Let us now look at the infrastructural drawbacks of hospitals and what can be done about those. In one word, hospitals are very ‘confusing’ places, even for people in full possession of their faculties! One suggestion is to club the special provisions for Senior Citizens with that for handicapped people as both suffer from problems like restricted mobility, hearing and visual impairment. So we need ramps for wheelchairs and walkers, more toilets with convenient support handles etc and clinics situated on the ground floor. Separate counters and waiting areas will avoid jostling and competing with the rushed younger crowd. The clinic timings can also be separate and there should be a single window system for making payments to the different departments and collecting reports. There is a crying need for dedicated medico-social workers, to bridge the communication gap between the patients and the consultants. They can be the coordinators to explain and interpret what the doctor has advised and even write out instructions in detail in a language the patient and his/her caregiver can follow. Wherever possible, capable senior citizens can themselves be volunteers to help the less fortunate ones.
Maintaining a Health Diary
Ideally, every Senior Citizen should have a health diary containing relevant data and instructions and space for marking when the medicines have been consumed. More than the rest, they are likely to be forgetful, which can lead to serious consequences as a result either of not taking the medicines or overdosing.

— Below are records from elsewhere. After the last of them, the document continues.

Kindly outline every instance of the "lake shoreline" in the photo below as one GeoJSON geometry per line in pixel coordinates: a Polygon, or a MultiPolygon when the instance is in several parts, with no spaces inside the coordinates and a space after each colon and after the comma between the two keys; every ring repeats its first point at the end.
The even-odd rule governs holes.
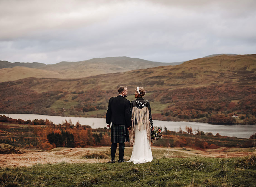
{"type": "MultiPolygon", "coordinates": [[[[4,113],[2,113],[2,114],[4,114],[4,113]]],[[[0,115],[1,115],[2,114],[1,114],[1,113],[0,113],[0,115]]],[[[20,114],[17,114],[17,113],[9,113],[8,114],[29,114],[29,115],[30,115],[30,114],[35,114],[35,115],[45,115],[45,116],[49,116],[49,115],[44,115],[44,114],[28,114],[28,113],[20,113],[20,114]]],[[[58,116],[58,117],[84,117],[84,118],[98,118],[98,119],[105,119],[105,118],[103,118],[103,117],[102,117],[102,118],[98,118],[98,117],[83,117],[83,116],[81,116],[81,117],[80,117],[80,116],[75,116],[75,115],[69,115],[69,116],[61,116],[61,115],[52,115],[52,116],[58,116]]],[[[226,125],[226,126],[232,126],[232,125],[256,125],[256,124],[243,124],[243,123],[234,123],[234,124],[230,124],[230,123],[208,123],[208,122],[196,122],[196,121],[195,121],[194,120],[191,121],[191,120],[181,120],[181,121],[167,121],[167,120],[157,120],[157,119],[156,119],[156,120],[157,120],[157,121],[167,121],[167,122],[194,122],[194,123],[205,123],[205,124],[212,124],[212,125],[226,125]]],[[[198,120],[198,119],[197,119],[196,120],[198,120]]]]}

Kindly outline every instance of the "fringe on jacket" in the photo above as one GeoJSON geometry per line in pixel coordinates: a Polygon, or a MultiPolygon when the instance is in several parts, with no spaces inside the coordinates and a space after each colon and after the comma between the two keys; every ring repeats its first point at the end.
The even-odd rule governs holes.
{"type": "Polygon", "coordinates": [[[131,114],[131,145],[134,144],[134,129],[140,131],[147,129],[147,138],[151,147],[150,131],[151,125],[149,121],[148,108],[144,107],[140,109],[137,107],[132,107],[131,114]]]}

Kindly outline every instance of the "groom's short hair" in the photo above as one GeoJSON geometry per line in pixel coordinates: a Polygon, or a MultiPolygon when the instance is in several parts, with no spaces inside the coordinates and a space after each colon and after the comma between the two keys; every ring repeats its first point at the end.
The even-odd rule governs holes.
{"type": "Polygon", "coordinates": [[[127,88],[126,86],[120,86],[118,88],[118,93],[119,94],[121,94],[122,92],[125,90],[125,88],[127,88]]]}

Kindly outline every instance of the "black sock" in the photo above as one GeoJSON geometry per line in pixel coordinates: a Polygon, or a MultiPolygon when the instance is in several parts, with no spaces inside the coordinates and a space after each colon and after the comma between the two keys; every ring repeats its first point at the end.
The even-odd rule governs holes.
{"type": "Polygon", "coordinates": [[[116,155],[116,145],[117,144],[116,143],[112,143],[111,145],[111,159],[115,159],[115,155],[116,155]]]}
{"type": "Polygon", "coordinates": [[[120,143],[118,147],[119,152],[119,160],[122,160],[124,156],[124,151],[125,150],[125,143],[120,143]]]}

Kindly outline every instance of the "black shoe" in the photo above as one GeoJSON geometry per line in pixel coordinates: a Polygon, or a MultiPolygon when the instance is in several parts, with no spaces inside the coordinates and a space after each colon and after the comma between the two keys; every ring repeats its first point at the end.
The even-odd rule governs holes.
{"type": "Polygon", "coordinates": [[[118,162],[123,162],[125,161],[123,160],[118,160],[118,162]]]}

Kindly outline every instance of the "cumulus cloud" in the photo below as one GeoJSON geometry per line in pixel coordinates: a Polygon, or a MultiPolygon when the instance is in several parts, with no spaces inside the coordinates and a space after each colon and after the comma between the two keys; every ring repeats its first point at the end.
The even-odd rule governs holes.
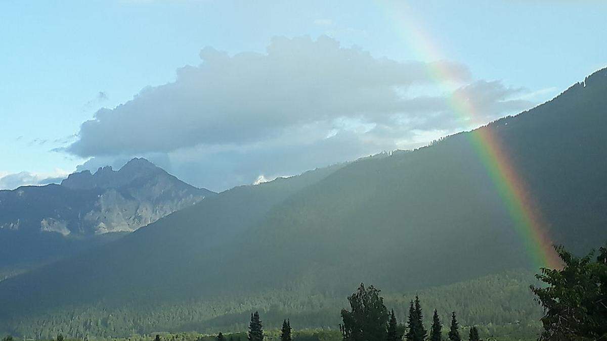
{"type": "Polygon", "coordinates": [[[89,169],[155,158],[217,190],[418,147],[532,105],[517,99],[524,89],[475,81],[465,66],[377,58],[327,36],[276,38],[263,53],[208,47],[200,56],[175,81],[97,111],[66,150],[92,157],[89,169]],[[437,84],[428,72],[436,67],[452,78],[437,84]],[[478,116],[463,120],[453,98],[478,116]]]}
{"type": "Polygon", "coordinates": [[[49,174],[36,174],[29,172],[12,174],[0,172],[0,189],[15,189],[21,186],[59,183],[67,174],[67,172],[61,169],[56,169],[53,173],[49,174]]]}

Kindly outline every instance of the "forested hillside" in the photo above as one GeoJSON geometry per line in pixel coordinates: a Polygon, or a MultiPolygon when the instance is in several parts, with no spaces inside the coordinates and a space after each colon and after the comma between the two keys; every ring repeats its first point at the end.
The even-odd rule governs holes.
{"type": "MultiPolygon", "coordinates": [[[[606,95],[603,69],[547,103],[480,128],[509,156],[552,240],[576,252],[607,240],[606,95]]],[[[472,133],[478,132],[237,187],[117,242],[0,282],[4,329],[36,336],[210,330],[262,309],[256,307],[267,309],[271,325],[282,321],[283,306],[307,314],[302,320],[310,326],[334,327],[322,312],[334,311],[361,282],[400,293],[512,269],[537,271],[472,133]]],[[[476,297],[483,300],[476,306],[499,306],[491,294],[476,297]]],[[[475,323],[510,325],[531,314],[520,299],[520,311],[460,311],[475,323]]]]}

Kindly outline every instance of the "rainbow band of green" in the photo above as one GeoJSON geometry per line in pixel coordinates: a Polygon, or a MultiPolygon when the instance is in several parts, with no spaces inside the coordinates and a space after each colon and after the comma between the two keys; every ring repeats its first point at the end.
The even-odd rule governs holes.
{"type": "MultiPolygon", "coordinates": [[[[409,42],[409,46],[421,57],[419,59],[435,61],[444,59],[432,43],[429,36],[421,30],[421,25],[416,22],[418,16],[415,15],[406,1],[378,3],[391,5],[386,6],[385,14],[393,17],[392,22],[398,25],[398,32],[409,42]]],[[[446,86],[449,82],[460,78],[443,63],[432,62],[426,65],[428,66],[428,74],[439,86],[446,86]]],[[[452,92],[447,87],[444,90],[446,93],[452,92]]],[[[482,124],[478,110],[465,91],[460,90],[454,92],[449,105],[463,121],[475,123],[476,126],[482,124]]],[[[505,149],[501,147],[490,127],[481,127],[467,133],[466,136],[495,186],[534,266],[558,267],[560,262],[545,229],[546,225],[537,209],[537,206],[526,191],[524,182],[515,171],[505,149]]]]}

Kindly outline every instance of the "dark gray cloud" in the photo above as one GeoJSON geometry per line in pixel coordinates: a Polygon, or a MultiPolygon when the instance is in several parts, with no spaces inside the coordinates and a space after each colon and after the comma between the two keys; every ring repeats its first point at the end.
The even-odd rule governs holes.
{"type": "Polygon", "coordinates": [[[65,150],[92,157],[82,167],[93,170],[144,156],[220,190],[418,147],[532,104],[515,99],[522,89],[473,81],[461,64],[376,58],[327,36],[276,38],[263,53],[205,47],[200,56],[175,81],[97,111],[65,150]],[[428,70],[437,67],[453,78],[436,84],[428,70]],[[480,113],[463,119],[454,98],[480,113]]]}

Making Healthcare Affordable
Regarding the cost of medicines, one unpleasant reality in our country is that the same formulation or molecule is marketed by different companies at varying rates. To give only a few examples, Amlodepine 5mg, commonly prescribed for hypertension, varies in cost from Rs 9.14 to Rs 77 for a strip of 10 tablets. Atorvastatin 10mg, for lowering lipids, ranges in cost from Rs 30 to Rs 80.52 for 10 tablets. Therefore, it is necessary for those dealing with limited-income populations, to use their discretion in prescribing effective but lower priced medicines. The medico-social worker can also explain what the really essential medicines are, that have to be taken mandatorily and which may be omitted if there is a cash crunch. For instance, there may be no harm if some vitamins, antacids or sedatives are missed for a few days while the anti-hypertension, anti-diabetic drug or antibiotic should be taken in the correct dose.

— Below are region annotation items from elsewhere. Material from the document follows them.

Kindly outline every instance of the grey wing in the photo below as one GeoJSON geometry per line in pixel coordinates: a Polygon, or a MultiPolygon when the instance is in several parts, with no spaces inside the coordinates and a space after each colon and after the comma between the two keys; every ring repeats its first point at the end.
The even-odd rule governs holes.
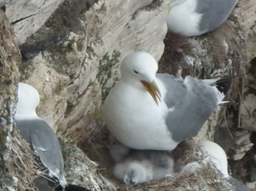
{"type": "Polygon", "coordinates": [[[227,180],[234,188],[236,191],[249,191],[248,187],[242,181],[234,178],[229,177],[227,180]]]}
{"type": "Polygon", "coordinates": [[[64,170],[63,157],[58,138],[43,120],[16,121],[22,136],[36,151],[42,164],[52,171],[64,170]]]}
{"type": "Polygon", "coordinates": [[[190,82],[178,83],[179,87],[176,82],[174,86],[170,79],[164,81],[166,86],[170,86],[166,97],[170,95],[173,99],[169,101],[174,102],[175,97],[173,97],[177,96],[174,108],[166,117],[166,124],[172,133],[173,139],[178,142],[195,136],[218,107],[218,98],[213,87],[191,77],[186,78],[190,82]],[[176,89],[170,90],[170,87],[176,89]]]}
{"type": "Polygon", "coordinates": [[[203,14],[200,30],[213,30],[230,16],[238,0],[198,0],[196,11],[203,14]]]}

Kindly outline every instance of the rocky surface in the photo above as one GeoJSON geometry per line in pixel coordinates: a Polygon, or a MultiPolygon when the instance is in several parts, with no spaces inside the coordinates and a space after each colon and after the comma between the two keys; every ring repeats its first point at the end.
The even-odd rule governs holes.
{"type": "MultiPolygon", "coordinates": [[[[254,0],[240,0],[224,25],[192,38],[170,34],[166,36],[168,2],[12,0],[6,5],[6,15],[13,22],[23,56],[19,67],[21,80],[34,86],[43,97],[38,110],[39,116],[59,136],[73,142],[65,141],[62,145],[69,181],[92,190],[159,190],[158,182],[131,188],[114,181],[111,175],[112,162],[107,153],[107,133],[101,107],[118,78],[118,65],[127,54],[147,51],[157,60],[161,58],[161,72],[199,78],[242,74],[250,61],[255,62],[254,0]],[[79,145],[94,161],[73,144],[79,145]]],[[[226,118],[230,120],[224,121],[220,129],[226,129],[226,121],[234,129],[232,132],[237,132],[238,126],[252,129],[256,102],[254,75],[246,80],[233,80],[227,96],[230,103],[216,111],[196,140],[216,138],[215,130],[226,118]],[[241,105],[240,99],[244,100],[241,105]],[[230,110],[233,115],[225,115],[231,113],[230,110]]],[[[232,140],[232,145],[247,148],[240,150],[240,157],[250,149],[246,146],[251,146],[250,132],[246,132],[242,138],[238,136],[240,139],[226,138],[232,140]]],[[[180,149],[182,153],[186,149],[194,150],[180,149]]],[[[232,156],[234,159],[238,155],[232,156]]],[[[187,156],[180,158],[185,161],[187,156]]],[[[200,156],[195,158],[200,160],[200,156]]],[[[206,171],[172,182],[164,181],[160,183],[161,189],[187,190],[189,186],[194,190],[232,189],[214,169],[206,176],[208,178],[205,177],[206,171]]]]}

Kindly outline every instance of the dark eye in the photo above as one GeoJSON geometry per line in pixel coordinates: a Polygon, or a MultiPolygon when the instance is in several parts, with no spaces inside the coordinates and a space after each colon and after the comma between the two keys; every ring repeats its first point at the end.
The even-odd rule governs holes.
{"type": "Polygon", "coordinates": [[[136,70],[134,70],[134,72],[135,74],[138,74],[138,72],[137,72],[136,70]]]}

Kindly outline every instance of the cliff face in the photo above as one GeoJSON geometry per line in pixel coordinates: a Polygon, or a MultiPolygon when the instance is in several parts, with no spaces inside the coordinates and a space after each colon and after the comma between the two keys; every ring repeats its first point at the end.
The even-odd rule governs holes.
{"type": "MultiPolygon", "coordinates": [[[[38,115],[58,135],[78,144],[101,169],[106,167],[101,173],[110,178],[108,156],[98,153],[106,153],[102,145],[106,131],[101,107],[118,78],[118,65],[126,55],[146,51],[158,61],[162,58],[162,72],[175,74],[182,69],[182,75],[198,78],[243,74],[246,64],[255,57],[254,0],[241,0],[234,16],[217,30],[187,39],[170,34],[166,37],[168,2],[12,0],[6,5],[6,14],[13,23],[23,56],[20,80],[34,86],[43,96],[38,115]]],[[[234,91],[229,98],[238,101],[244,84],[238,78],[234,82],[234,91]]],[[[249,105],[253,105],[250,97],[249,105]]],[[[249,116],[244,111],[246,109],[240,113],[242,122],[252,126],[254,121],[244,120],[249,116]]],[[[198,139],[206,136],[213,139],[216,125],[223,116],[223,112],[218,113],[207,122],[198,139]]],[[[63,152],[66,153],[68,181],[94,190],[114,187],[106,179],[102,181],[95,173],[97,165],[70,143],[63,141],[63,152]],[[70,157],[73,155],[77,157],[70,157]],[[82,161],[85,165],[74,167],[82,161]],[[81,181],[81,177],[86,181],[81,181]]],[[[180,190],[186,190],[186,185],[180,186],[180,190]]]]}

Many essential drugs are being sold at subsidised rates by a Govt order, but there is need for more. Pharma companies could give rebates to economically weaker seniors on production of ID cards, and they could reimburse the chemist. Similar subsidies are required for hearing aids, spectacles, and other appliances specially for these seniors.

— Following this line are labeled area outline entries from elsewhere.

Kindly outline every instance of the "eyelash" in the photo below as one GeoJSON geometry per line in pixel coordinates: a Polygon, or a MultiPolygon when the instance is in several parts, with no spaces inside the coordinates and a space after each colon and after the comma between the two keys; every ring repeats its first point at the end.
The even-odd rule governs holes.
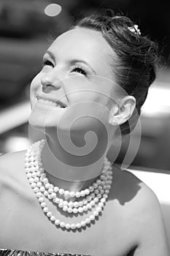
{"type": "MultiPolygon", "coordinates": [[[[53,63],[52,63],[51,61],[48,61],[48,60],[45,60],[45,61],[43,61],[42,67],[44,67],[46,66],[46,65],[47,65],[47,66],[53,67],[53,63]]],[[[86,73],[86,72],[85,72],[84,69],[82,69],[80,66],[77,66],[76,67],[74,67],[74,69],[73,70],[75,70],[75,69],[80,71],[80,72],[80,72],[80,74],[85,75],[85,76],[87,76],[87,75],[88,75],[88,74],[86,73]]]]}

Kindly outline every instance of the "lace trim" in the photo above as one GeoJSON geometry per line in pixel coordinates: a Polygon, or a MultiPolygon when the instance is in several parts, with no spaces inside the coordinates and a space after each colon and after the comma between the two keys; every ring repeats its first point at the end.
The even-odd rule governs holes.
{"type": "Polygon", "coordinates": [[[50,253],[0,249],[0,256],[90,256],[74,253],[50,253]]]}

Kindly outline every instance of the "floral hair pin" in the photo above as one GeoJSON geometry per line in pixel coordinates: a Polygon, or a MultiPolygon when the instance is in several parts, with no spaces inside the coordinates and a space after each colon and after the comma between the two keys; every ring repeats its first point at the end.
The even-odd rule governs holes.
{"type": "Polygon", "coordinates": [[[135,24],[134,26],[131,26],[131,27],[128,26],[128,29],[134,34],[137,34],[139,35],[141,34],[141,31],[140,31],[140,29],[138,28],[138,25],[135,24]]]}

At the end of the day, we have to realise that improving the health status of Senior Citizens, optimising healthcare infrastructure and bringing down the cost of medicines and appliances will require concerted efforts from various agencies. It has to be remembered that due to the pressure of numbers, our facilities are already stretched beyond capacity. It would be useful to tap the alternative systems of medicine also when dealing with chronic illnesses like arthritis to which many seniors are prone.